Using Average Weekly Earnings data released by the Australian Bureau of Statistics the Workplace Gender Equality Agency (WGEA) calculates the national gender pay gap to be 15.3%. On average, men working full-time earned $1,638.30 and women earned $1,387.10, a difference of $251.20 per week. This is a decrease of 0.9% as between May 2016 and May 2017, women’s weekly earnings grew by 2.6%, while men’s weekly earnings grew by 1.5%.
Each year when we reach this point there is much debate and discussion on the gender pay gap. So what are the facts and the myths when it comes to the gender pay gap?

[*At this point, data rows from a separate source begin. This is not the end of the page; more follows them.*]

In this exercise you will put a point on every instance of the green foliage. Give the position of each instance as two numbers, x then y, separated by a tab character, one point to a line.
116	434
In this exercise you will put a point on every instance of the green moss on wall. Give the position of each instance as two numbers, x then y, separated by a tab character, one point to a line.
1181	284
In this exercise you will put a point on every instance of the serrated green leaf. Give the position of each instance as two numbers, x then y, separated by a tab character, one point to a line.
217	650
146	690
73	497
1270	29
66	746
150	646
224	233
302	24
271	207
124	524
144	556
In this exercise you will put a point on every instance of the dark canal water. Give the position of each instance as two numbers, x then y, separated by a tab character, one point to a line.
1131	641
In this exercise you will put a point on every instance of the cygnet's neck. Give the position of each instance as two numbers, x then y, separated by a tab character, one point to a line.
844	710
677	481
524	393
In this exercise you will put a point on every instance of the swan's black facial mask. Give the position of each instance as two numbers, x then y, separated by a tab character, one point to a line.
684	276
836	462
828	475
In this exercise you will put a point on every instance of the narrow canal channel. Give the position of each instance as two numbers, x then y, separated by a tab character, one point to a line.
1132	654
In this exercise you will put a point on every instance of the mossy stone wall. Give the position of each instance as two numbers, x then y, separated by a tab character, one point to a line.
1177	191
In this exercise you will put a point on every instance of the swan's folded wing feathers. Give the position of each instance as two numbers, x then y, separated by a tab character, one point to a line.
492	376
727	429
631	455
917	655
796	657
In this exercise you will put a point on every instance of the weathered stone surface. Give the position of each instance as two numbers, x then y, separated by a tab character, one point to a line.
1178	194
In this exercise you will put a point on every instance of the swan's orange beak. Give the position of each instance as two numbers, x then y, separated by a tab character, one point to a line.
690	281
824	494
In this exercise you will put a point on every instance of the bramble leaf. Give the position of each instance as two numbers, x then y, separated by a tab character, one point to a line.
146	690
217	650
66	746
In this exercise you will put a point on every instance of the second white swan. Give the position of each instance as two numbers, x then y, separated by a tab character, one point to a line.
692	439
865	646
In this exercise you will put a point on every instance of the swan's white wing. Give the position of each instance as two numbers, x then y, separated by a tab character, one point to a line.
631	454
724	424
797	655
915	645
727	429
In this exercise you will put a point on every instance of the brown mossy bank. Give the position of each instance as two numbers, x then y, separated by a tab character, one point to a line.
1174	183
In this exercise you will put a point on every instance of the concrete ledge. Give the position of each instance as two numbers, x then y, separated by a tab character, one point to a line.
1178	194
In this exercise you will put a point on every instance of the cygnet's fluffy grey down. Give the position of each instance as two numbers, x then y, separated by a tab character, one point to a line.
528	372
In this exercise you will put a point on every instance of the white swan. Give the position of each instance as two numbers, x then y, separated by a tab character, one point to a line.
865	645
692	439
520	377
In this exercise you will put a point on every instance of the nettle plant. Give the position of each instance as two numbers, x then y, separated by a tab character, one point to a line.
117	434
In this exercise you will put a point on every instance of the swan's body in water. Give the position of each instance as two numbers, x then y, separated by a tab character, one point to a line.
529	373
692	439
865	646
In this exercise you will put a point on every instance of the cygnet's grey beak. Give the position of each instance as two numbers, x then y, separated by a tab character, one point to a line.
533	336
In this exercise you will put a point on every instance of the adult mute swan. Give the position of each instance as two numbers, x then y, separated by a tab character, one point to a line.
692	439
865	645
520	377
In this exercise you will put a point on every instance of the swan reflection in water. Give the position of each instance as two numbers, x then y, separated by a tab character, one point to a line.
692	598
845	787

Last year DCA worked with KPMG and WGEA to clearly explain the very real economic factors contributing to the gender pay gap. The report She’s Price(d)less – the economics of the gender pay gap used econometric modelling to explain the causes underlying the pay gap. The two leading factors were found to be:
- Sex discrimination, where women are paid less than men simply because they are women, is the single largest factor contributing to the gender pay gap, accounting for 38%.
- Years out, the length of time out of the workforce primarily for caring responsibilities, makes up 21% of the gap.
- Women ‘choose’ to work part-time
The 2016 Census once again showed that women do the bulk of unpaid caring roles in families and given that men are paid more than women it isn’t really a choice but a financial necessity for the higher wage earner to be in full-time work.
- Women ‘choose’ lower paying jobs
Research shows that when women move into an industry in larger numbers, the work is devalued and everyone is paid less. Another study shows that the higher the percentage of women in an industry the lower its perceived ‘prestige’.